Wise returned to the United States in 1875. While he previously studied law at the University of Michigan, he never practiced it. Instead, he became associated with Die Deborah and The American Israelite, both of which were founded by his father. He was publisher of Die Deborah from until 1890, and from 1900 to 1928 he was managing editor and publisher of The American Israelite. He was also publisher of the American Jews' Annual, a yearly publication devoted to literature and belletristics from 1884 to 1892. He went to Washington, D.C., several times to protest Russian exclusion of American Jews who wanted to visit that country, and in 1882 he helped around 150 Jewish immigrants settle on Kansas farm lands. He established the Chicago Israelite in 1885 and served as its publisher. He also published most of his father's books.

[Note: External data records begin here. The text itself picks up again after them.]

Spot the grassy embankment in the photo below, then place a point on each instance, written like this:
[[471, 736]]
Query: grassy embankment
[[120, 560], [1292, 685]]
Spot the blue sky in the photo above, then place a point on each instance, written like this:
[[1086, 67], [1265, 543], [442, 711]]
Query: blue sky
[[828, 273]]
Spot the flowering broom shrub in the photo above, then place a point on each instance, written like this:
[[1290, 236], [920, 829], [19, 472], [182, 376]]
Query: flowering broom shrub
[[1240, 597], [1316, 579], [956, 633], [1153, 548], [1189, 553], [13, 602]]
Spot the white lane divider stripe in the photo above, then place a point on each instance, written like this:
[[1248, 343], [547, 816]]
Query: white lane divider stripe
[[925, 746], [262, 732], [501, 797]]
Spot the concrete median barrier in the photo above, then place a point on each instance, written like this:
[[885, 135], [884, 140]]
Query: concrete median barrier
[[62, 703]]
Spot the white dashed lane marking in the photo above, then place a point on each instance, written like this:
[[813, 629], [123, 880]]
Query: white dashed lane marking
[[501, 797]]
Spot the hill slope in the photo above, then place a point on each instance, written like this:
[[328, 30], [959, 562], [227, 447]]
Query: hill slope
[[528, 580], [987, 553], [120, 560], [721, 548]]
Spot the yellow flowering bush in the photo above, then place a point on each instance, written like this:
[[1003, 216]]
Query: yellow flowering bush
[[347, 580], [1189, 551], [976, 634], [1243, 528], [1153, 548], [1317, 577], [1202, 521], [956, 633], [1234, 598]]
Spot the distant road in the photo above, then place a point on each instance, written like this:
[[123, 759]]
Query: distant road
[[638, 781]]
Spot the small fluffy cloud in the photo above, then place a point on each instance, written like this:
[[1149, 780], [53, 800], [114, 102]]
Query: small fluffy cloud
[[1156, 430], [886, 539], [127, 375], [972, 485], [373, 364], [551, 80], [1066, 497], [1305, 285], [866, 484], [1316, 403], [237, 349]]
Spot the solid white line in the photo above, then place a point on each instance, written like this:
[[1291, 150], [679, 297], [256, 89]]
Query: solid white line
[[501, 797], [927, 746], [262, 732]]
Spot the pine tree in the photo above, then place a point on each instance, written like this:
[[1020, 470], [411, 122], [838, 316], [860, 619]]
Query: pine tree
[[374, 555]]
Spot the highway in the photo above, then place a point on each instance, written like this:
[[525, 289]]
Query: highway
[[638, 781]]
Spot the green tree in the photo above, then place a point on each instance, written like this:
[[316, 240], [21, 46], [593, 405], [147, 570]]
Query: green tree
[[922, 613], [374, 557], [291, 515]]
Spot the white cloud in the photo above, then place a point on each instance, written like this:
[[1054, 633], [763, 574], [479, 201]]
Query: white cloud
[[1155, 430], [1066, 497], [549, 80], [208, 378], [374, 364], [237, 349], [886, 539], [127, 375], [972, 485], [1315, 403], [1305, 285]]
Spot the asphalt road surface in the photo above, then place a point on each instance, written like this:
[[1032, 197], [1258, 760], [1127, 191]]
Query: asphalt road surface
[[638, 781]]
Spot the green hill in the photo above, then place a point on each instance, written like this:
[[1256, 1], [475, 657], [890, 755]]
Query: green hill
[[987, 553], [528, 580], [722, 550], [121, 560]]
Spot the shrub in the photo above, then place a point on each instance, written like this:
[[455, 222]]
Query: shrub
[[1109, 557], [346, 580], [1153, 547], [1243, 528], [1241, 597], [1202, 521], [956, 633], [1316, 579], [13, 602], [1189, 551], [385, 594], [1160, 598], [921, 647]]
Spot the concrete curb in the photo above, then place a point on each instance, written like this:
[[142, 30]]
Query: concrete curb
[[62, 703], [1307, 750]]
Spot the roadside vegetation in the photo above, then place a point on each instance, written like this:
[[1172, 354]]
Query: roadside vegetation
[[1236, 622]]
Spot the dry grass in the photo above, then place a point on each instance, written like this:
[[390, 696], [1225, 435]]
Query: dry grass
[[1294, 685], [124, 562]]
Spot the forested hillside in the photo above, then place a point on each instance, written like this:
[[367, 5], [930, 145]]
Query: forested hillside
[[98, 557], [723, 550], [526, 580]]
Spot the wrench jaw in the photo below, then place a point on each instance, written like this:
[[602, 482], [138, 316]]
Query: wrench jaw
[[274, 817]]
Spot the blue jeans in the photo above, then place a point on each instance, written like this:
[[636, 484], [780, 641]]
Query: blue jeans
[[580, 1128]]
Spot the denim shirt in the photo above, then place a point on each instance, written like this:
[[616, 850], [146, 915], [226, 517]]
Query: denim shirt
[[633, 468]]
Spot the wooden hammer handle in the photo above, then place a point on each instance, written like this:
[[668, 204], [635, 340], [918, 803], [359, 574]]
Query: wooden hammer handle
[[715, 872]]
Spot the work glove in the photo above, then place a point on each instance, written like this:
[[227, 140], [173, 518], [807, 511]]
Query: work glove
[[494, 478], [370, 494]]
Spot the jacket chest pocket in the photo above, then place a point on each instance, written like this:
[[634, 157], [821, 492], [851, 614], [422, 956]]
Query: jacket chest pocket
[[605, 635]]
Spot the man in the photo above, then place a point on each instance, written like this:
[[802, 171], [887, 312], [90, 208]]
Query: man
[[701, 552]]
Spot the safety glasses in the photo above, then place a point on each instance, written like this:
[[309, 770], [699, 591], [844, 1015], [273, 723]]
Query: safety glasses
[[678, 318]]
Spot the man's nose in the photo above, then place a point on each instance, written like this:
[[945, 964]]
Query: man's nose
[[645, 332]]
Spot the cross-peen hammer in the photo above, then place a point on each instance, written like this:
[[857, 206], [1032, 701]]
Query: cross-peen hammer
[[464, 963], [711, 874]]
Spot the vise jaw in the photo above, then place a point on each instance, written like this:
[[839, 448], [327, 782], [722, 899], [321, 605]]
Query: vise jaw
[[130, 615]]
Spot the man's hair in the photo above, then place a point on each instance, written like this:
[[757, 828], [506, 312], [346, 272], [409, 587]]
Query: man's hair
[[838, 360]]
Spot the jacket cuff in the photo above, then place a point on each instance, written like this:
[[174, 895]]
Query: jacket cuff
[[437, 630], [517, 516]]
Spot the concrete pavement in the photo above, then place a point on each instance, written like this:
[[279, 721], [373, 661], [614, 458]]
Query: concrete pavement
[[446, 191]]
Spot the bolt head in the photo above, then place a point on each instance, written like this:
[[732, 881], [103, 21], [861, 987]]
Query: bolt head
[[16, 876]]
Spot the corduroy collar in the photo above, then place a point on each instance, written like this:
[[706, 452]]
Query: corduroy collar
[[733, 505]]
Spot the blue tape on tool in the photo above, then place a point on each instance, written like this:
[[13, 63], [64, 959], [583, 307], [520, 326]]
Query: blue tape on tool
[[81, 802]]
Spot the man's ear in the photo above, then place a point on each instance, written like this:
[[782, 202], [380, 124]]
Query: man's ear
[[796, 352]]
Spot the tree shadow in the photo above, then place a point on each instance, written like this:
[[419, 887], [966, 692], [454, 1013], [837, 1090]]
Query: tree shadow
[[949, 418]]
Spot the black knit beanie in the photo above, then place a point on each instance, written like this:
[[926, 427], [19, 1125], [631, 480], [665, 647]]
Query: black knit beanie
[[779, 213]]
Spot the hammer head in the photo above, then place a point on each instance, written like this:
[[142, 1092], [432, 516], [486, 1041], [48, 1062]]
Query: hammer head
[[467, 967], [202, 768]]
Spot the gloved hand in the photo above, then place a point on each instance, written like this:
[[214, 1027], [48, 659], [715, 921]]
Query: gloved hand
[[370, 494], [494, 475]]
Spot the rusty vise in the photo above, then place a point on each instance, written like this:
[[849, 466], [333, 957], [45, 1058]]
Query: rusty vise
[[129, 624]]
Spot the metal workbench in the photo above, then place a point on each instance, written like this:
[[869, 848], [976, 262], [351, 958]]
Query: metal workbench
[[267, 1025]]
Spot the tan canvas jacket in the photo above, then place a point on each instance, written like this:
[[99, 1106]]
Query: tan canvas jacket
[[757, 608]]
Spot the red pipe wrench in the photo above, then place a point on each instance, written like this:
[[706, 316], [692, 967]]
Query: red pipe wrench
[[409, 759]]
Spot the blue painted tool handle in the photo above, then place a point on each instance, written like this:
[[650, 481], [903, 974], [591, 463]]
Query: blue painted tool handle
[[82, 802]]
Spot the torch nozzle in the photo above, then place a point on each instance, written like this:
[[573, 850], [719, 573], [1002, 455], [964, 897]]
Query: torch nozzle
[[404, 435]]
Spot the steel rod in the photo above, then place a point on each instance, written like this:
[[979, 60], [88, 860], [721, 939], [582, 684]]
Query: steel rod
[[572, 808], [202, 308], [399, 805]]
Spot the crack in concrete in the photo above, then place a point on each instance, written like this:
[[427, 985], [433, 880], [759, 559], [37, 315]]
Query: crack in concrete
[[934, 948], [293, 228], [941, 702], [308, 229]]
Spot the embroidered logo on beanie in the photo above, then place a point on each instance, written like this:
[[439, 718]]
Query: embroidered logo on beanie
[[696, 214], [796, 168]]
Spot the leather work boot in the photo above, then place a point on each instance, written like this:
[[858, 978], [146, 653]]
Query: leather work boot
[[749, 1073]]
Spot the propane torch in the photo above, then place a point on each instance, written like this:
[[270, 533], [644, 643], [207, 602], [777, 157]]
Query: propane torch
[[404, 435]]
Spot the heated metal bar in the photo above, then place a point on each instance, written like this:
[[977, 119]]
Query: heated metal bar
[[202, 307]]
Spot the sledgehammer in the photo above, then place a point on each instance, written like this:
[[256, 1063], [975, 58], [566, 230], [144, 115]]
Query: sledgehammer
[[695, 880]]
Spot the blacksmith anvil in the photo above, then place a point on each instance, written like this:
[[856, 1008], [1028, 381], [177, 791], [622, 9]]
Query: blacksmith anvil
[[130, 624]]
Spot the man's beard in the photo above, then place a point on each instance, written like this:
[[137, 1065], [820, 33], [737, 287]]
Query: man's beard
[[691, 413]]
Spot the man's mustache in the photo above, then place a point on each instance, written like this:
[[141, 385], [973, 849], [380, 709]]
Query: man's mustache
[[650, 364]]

Wise was Master of District No. 2 of B'nai B'rith and a member of the Freemasons. He attended Congregation B'nai Yeshurun. In 1886, he married Pauline Goodman. They had no children.

Wise died at his home in the Hotel Alms on January 27, 1933, within a week of his wife's death. Rabbi James G. Heller conducted the funeral service at the Weil Funeral Home. He was buried in the United Jewish Cemetery.